I first read this book in 2007 after I had a nervous breakdown and became a daytime outpatient at Our Lady of Peace, my city's mental health facility. I lost my teaching job and went 5 days a week; I ate lunch there. I was so medicated they had to transport me. Somehow, this book and movie, especially the character of McMurphy, was how my dad related to me during this trying time. Mental health is a trigger issue for me. It's not understood today, and it certainly wasn't understood in the '60s. Let's just keep them caged, sedated, and manipulated. Make them feel guilty about their problems. Take away comfort and leisure. No friends, no family, no fun, no fresh air.
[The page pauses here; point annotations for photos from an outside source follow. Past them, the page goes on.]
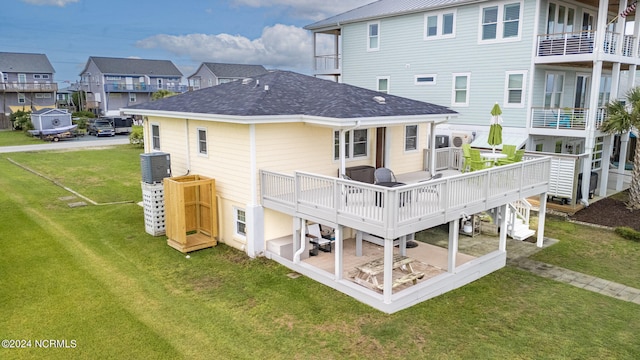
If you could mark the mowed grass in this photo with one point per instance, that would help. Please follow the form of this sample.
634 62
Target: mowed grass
594 251
15 138
92 275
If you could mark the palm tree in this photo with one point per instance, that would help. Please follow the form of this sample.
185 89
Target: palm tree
623 117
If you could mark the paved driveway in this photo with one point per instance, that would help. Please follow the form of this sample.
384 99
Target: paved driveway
76 143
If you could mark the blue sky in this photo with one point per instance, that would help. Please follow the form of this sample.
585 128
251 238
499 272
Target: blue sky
186 32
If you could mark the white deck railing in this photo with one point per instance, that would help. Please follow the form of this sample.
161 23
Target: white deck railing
397 211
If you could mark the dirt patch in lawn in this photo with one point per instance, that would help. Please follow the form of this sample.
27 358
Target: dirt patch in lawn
611 212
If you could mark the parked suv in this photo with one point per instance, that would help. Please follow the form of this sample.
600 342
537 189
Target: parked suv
100 127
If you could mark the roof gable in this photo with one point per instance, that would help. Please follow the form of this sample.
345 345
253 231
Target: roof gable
282 93
124 66
25 63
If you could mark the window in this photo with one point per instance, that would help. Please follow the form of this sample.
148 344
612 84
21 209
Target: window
352 149
460 95
202 141
241 222
373 42
383 84
500 22
410 137
439 25
514 91
425 79
155 136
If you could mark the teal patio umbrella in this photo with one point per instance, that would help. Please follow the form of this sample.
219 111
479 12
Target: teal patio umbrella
495 129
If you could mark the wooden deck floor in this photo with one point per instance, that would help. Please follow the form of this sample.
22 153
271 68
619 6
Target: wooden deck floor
430 259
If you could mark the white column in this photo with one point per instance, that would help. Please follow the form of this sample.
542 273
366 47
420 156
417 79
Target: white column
542 212
339 251
388 270
454 232
503 228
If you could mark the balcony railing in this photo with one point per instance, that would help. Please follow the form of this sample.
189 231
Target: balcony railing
28 87
397 211
582 42
560 119
327 64
144 88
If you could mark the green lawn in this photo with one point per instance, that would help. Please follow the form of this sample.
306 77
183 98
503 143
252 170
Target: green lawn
14 138
91 274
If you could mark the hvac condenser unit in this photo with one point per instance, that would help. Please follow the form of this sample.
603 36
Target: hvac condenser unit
155 167
457 139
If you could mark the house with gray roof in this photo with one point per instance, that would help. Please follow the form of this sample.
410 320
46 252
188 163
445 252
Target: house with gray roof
211 74
294 160
26 83
552 66
114 83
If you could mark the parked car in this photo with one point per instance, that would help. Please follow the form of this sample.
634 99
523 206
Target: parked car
100 127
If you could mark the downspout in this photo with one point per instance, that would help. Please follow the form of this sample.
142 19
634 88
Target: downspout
186 130
341 149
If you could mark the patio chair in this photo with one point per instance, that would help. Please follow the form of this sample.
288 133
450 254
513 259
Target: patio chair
466 157
476 162
384 175
315 237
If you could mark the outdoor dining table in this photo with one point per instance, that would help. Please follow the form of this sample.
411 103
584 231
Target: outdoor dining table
368 272
493 157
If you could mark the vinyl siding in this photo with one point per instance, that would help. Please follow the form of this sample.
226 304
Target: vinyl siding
403 54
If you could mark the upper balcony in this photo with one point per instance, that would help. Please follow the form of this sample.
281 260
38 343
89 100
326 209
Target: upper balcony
398 211
28 87
144 88
575 46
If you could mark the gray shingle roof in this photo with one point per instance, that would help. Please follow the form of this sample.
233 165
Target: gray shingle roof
124 66
235 70
291 93
383 8
25 63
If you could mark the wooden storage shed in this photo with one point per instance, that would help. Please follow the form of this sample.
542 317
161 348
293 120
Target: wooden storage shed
191 215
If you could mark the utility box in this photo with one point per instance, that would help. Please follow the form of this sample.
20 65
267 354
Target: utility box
155 167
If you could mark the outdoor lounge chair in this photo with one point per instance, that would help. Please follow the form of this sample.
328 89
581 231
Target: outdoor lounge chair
384 175
319 242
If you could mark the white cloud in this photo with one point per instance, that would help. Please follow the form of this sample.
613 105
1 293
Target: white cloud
307 9
60 3
280 46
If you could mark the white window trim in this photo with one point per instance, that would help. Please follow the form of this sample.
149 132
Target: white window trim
369 48
153 145
417 139
388 78
236 220
434 76
453 89
206 142
440 25
506 89
336 157
500 24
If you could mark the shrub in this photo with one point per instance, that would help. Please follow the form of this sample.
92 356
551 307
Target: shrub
628 233
137 136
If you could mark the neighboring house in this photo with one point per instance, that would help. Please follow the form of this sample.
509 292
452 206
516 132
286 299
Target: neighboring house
114 83
275 145
551 65
26 83
211 74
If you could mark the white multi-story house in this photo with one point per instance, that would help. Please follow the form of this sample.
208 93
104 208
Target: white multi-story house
551 65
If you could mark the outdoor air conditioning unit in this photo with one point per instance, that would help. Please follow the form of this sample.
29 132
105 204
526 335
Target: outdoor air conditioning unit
457 139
Yeah, that sounds healthy.
Addendum 2/13/18
Just bought this on Audible. 50th anniversary edition read by John C. Reilly. It got me thinking of my dad asking his McMurphy how Ms. Ratchett was today. That was probably the roughest patch of my life, but I would never have changed a thing. I learned so much about myself and became so much stronger in spirit. However, I realize that if I had lived in an earlier time period, my outcome could have been much gloomier and permanent. I've been reading various other mental health books lately, and sadly, some things never change as advanced as medicine has become. We just can't seem to grasp the BRAIN.
AUDIO REREAD # 19
How many of us "have been told dragons do not exist, then been dragged to their lairs?" How many of us "forget sometimes what laughter can do?" I think out of all the characters in all the books, Billy breaks my heart the most. Tag teamed by his mother and Nurse Ratchett, he never had a chance in life. All he wants in life is love, and he proves himself to be such a gentleman. As I drove home from work this morning listening to this book, I glanced at my speedometer; I was driving 40 mph on the interstate. It was during the gas station scene when the gang learns that being insane can still mean being powerful. That's when I finally realized how much hope McMurphy instilled in these terrified, suppressed lives, which makes the last couple of hours of the story all the more tragic. McMurphy gave these men another glance at happiness, reminded them how to be assertive, inspired a little self-worth again. He basically showed them they were men, deserving of humane treatment. They were not anyone's "Boys," even at Billy's age, the youngest at 31. They didn't deserve the underhanded, demeaning manipulations and insinuations of a sadist. But these new emotions did not germinate and bloom; only malice and grief took root. Very few books hold my heart through the years as this one does. I appreciate Kesey's honesty on the pages.